As regards animals—hyenas, foxes, jackals, wild boars, moufflons, porcupines, grey squirrels, small hares, and rabbits in considerable numbers, are to be found, with a few wild cats, and now and then a panther; lions are unknown, except in the great cedar forests of the Beni M’Gild to the north of Fez. In many parts of the plain country of Morocco the animals above referred to (except the lion), but with the addition of the gazelle, are numerous, but in the Atlas Mountains, at least about Kintafi, they are scarce and hard to find. In the plains sand grouse and several kinds of plovers are frequent, but I never saw them in the hills. Certainly both in the mountains and the plains all men have guns, and some of them shoot well; but though they shoot partridges, ducks, and pigeons in the plains, and in the mountains hunt the moufflon, and the wild boar and porcupine, I never saw an Arab or a Berber fire at a small bird; so that they cannot have been all destroyed, as is the case in certain parts of Europe, by the efforts of the “Sontags Jaeger” and his twenty-five mark gun. Curious idea that known as “sport,” and perhaps liable, as much as anything, for the degradation of mankind. Witness the Roman show of gladiators, the Spanish bull fight, and the English pheasant butchery, where keepers wring the necks of dozens of tame birds to swell the bag which has to figure in the newspapers, so that the astonished public recollect Lord A. or Mr. B. is still alive.

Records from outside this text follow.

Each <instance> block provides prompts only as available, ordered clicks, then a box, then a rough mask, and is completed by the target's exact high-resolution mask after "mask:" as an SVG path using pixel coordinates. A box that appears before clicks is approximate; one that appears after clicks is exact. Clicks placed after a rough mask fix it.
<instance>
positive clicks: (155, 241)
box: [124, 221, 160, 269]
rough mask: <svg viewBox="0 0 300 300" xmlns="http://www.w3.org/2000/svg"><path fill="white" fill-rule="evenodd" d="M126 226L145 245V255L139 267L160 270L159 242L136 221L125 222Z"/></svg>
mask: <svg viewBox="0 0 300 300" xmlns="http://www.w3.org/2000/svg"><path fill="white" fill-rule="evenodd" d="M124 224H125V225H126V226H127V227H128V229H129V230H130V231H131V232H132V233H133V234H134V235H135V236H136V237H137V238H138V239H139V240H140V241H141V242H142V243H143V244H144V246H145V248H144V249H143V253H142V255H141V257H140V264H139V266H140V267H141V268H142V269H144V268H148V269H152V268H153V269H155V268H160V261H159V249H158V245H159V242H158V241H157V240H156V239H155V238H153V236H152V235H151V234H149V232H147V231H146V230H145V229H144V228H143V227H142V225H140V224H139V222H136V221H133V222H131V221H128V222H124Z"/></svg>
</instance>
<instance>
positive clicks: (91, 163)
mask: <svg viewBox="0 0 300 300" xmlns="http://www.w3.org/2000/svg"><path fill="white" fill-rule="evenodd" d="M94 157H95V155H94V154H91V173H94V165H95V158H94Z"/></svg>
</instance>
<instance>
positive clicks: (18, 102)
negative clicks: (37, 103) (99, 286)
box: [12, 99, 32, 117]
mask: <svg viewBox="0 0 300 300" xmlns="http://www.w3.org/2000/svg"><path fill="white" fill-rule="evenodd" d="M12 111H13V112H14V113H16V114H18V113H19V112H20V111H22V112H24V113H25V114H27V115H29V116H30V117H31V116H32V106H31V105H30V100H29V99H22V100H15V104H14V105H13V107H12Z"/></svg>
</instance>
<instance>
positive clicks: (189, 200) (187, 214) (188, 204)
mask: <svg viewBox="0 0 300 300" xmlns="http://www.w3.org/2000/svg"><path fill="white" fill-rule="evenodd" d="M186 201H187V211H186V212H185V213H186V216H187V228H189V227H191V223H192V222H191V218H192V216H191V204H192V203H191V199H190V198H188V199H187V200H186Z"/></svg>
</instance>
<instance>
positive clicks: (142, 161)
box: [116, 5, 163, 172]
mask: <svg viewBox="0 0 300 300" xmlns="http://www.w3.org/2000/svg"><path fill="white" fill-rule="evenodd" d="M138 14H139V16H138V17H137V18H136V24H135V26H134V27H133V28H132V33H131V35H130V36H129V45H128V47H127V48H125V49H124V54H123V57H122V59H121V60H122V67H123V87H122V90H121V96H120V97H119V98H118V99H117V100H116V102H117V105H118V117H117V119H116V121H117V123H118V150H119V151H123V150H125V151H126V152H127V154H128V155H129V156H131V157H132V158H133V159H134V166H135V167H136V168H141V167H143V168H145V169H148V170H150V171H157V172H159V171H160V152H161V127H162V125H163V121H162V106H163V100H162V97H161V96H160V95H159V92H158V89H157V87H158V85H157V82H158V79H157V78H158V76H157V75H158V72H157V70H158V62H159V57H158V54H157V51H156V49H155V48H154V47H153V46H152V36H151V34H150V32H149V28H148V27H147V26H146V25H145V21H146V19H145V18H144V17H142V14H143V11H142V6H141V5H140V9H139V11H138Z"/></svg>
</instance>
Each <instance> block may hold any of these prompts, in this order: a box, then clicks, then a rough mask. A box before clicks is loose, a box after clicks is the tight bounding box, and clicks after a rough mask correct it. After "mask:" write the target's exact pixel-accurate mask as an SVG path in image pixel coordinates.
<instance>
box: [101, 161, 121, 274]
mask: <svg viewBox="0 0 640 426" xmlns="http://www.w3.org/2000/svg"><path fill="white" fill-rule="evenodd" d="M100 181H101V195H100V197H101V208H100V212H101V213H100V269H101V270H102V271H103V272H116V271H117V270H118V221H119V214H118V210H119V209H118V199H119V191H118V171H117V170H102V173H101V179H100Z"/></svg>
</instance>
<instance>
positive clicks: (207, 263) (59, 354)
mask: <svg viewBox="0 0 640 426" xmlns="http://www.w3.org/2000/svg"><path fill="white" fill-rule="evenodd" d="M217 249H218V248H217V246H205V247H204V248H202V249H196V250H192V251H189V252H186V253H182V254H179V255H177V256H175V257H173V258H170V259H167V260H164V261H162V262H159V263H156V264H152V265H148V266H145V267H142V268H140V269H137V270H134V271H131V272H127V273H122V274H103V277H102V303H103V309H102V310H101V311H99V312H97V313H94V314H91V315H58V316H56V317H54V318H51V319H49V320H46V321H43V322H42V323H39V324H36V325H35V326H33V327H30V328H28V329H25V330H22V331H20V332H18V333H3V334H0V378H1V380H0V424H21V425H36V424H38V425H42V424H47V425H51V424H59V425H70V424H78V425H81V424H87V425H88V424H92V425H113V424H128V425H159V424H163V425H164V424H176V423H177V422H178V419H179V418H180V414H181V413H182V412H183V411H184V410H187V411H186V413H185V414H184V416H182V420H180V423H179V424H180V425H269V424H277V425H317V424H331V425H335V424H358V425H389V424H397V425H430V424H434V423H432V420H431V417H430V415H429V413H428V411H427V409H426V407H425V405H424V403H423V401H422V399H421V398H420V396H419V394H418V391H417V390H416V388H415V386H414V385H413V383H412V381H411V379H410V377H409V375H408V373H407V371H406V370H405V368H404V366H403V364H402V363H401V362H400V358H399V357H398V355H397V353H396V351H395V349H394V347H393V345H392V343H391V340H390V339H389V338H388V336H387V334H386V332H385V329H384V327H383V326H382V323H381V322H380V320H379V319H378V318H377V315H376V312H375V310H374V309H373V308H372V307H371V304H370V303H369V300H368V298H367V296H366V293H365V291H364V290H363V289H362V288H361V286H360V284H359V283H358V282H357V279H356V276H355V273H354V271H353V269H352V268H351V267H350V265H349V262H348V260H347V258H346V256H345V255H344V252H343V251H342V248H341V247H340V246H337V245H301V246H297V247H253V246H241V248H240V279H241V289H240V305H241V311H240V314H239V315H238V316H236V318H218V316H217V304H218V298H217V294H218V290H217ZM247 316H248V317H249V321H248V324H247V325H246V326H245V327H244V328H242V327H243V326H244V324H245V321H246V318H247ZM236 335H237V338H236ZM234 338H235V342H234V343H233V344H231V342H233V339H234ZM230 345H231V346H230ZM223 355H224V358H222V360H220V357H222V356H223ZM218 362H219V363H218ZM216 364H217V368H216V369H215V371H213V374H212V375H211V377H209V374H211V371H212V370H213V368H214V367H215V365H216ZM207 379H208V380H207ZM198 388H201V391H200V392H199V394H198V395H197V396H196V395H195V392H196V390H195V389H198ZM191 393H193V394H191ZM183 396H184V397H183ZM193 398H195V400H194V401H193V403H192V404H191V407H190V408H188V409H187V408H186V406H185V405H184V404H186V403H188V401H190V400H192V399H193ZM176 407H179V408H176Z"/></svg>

One thing is certain in Morocco, and that is, that the domestic animals and man understand one another better than they do in any other country I have seen. It may be that it is because in the East the animals, now become so terribly mechanical in Europe, were first domesticated. It may be that the peaceful life gives time for men and animals to make each other out. It may be that the monstrous cart horses, greyhound-like thoroughbreds, ridiculously cropped and docked hunters, and capitalistic looking carriage horses, with the whole Noah’s Ark of beef producing, milk secreting, wool growing missing link between the animal creation and the machine world, which we see in the fat “streaky bacon” pigs, disgusting short horns, and improved sheep with backs like boxes, feel their degradation, and hate us for imposing it upon them and their race. No one can say it is because the intellect of biped and of quadruped is nearer in degree than it is in Europe, for between the Arab tribesmen and the English or Scottish countrymen, the balance certainly is not in favour of the northerner, if abstract power of mind apart from education is to be the test. What makes a flock of sheep follow an Arab, and have to be driven by a European, I do not know. Why, if an Arab buys a kid, in a few days it follows him about, I cannot tell, but there is nothing commoner than to see Arabs walking on the roads with curly black-woolled lambs and goats walking along beside them, as only dogs, of all the animals, will do with us.